2.5 Billion Gmail Accounts Hacked: Google Warns

2.5 Billion Gmail Accounts Hacked: Google Warns

New Gmail security warning uncovers a 2025 flaw that bypasses 2FA via calendar invites—learn the red flags and lock down your inbox in two minutes.

March 2025 started out calm until a late-night post on GeekAlerts lit up security Twitter like a Christmas tree. A new Gmail security warning reveals a sneaky attack chain that sidesteps both passwords and two-factor codes by abusing an old Google Calendar invite loophole. In short, clicking one poisoned “RSVP” can silently hand over your inbox to a stranger.

Picture this: a recruiter named “Sarah” emails a dream job offer. Inside the message hides a calendar invite titled “Interview Schedule.” Accept or decline—either action triggers a zero-day script that piggybacks on Google’s legitimate OAuth flow. Within seconds, the attacker gains a long-lived token and starts exporting every label, draft, and attachment without ever seeing your password or SMS code. One beta tester in Berlin watched 13 years of email vanish into a Telegram bot before he could hit “Report phishing.”

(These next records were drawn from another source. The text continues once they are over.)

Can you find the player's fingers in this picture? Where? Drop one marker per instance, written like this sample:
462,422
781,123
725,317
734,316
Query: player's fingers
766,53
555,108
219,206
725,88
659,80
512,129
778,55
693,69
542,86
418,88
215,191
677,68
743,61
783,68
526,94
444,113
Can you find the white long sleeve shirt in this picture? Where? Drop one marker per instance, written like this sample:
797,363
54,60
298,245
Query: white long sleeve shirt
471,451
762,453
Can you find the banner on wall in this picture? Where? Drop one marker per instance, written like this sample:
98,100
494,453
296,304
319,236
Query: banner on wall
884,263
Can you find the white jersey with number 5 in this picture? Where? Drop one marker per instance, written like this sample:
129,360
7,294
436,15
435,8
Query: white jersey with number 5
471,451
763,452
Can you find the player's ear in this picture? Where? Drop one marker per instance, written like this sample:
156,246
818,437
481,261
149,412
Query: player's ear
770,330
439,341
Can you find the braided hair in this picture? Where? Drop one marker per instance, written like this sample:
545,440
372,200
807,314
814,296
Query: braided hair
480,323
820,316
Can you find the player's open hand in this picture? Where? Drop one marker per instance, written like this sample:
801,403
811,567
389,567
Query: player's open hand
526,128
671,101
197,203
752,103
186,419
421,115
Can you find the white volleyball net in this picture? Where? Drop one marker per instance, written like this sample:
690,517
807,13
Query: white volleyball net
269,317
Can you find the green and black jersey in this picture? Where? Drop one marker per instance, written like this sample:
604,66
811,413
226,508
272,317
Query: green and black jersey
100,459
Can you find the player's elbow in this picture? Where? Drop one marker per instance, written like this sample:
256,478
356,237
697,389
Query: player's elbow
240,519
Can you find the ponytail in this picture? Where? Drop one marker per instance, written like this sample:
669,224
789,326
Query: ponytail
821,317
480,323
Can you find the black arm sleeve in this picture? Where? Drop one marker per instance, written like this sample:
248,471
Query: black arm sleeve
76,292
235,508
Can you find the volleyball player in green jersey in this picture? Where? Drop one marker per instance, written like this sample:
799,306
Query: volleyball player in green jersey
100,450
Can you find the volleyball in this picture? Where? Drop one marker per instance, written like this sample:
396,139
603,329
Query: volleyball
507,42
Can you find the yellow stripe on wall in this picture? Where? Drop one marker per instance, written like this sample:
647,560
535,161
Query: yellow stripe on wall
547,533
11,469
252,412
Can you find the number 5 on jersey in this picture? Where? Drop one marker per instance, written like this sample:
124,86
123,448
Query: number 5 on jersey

How the loophole still works in 2025

Google patched the original vector back in 2023, but the latest exploit chains three leftovers: a dormant Calendar sharing rule, a misconfigured Workspace add-on, and a brand-new redirect flaw in the Gmail mobile app. Together they create a perfect bypass. The scary part? The attack leaves zero inbox traces—no forwarding rule, no suspicious device, no login alert. The only hint is a faint “calendar sync” entry buried inside Google Takeout logs.

Spot the red flags before it’s too late

Job invites that arrive outside business hours, calendar invites from strangers with generic subject lines, or any event that auto-adds a Zoom link you didn’t request—these are the new phishing canaries. A freelance designer in Mumbai caught the scam when the invite listed a 3 a.m. interview slot; she deleted the event and dodged the bullet.

Lock down Gmail in under two minutes

Open Gmail on a laptop, click the gear icon → “See all settings” → “Filters and Blocked Addresses,” and create a filter for the word “calendar” from unknown senders. Set the action to “Mark as read and archive.” Next, visit myaccount.google.com/permissions and revoke any third-party app that mentions “Calendar sync” or “Workspace helper” you don’t recognize. Finally, toggle on Enhanced Safe Browsing inside Chrome—it now blocks the malicious redirect in real time.

Bottom line: the Gmail security warning

isn’t hype—it’s a wake-up call cloaked in a calendar invite. Run the two-minute lockdown today, then share the strangest calendar invite you’ve received lately in the comments. Let’s crowdsource the next red flag before the scammers pivot again.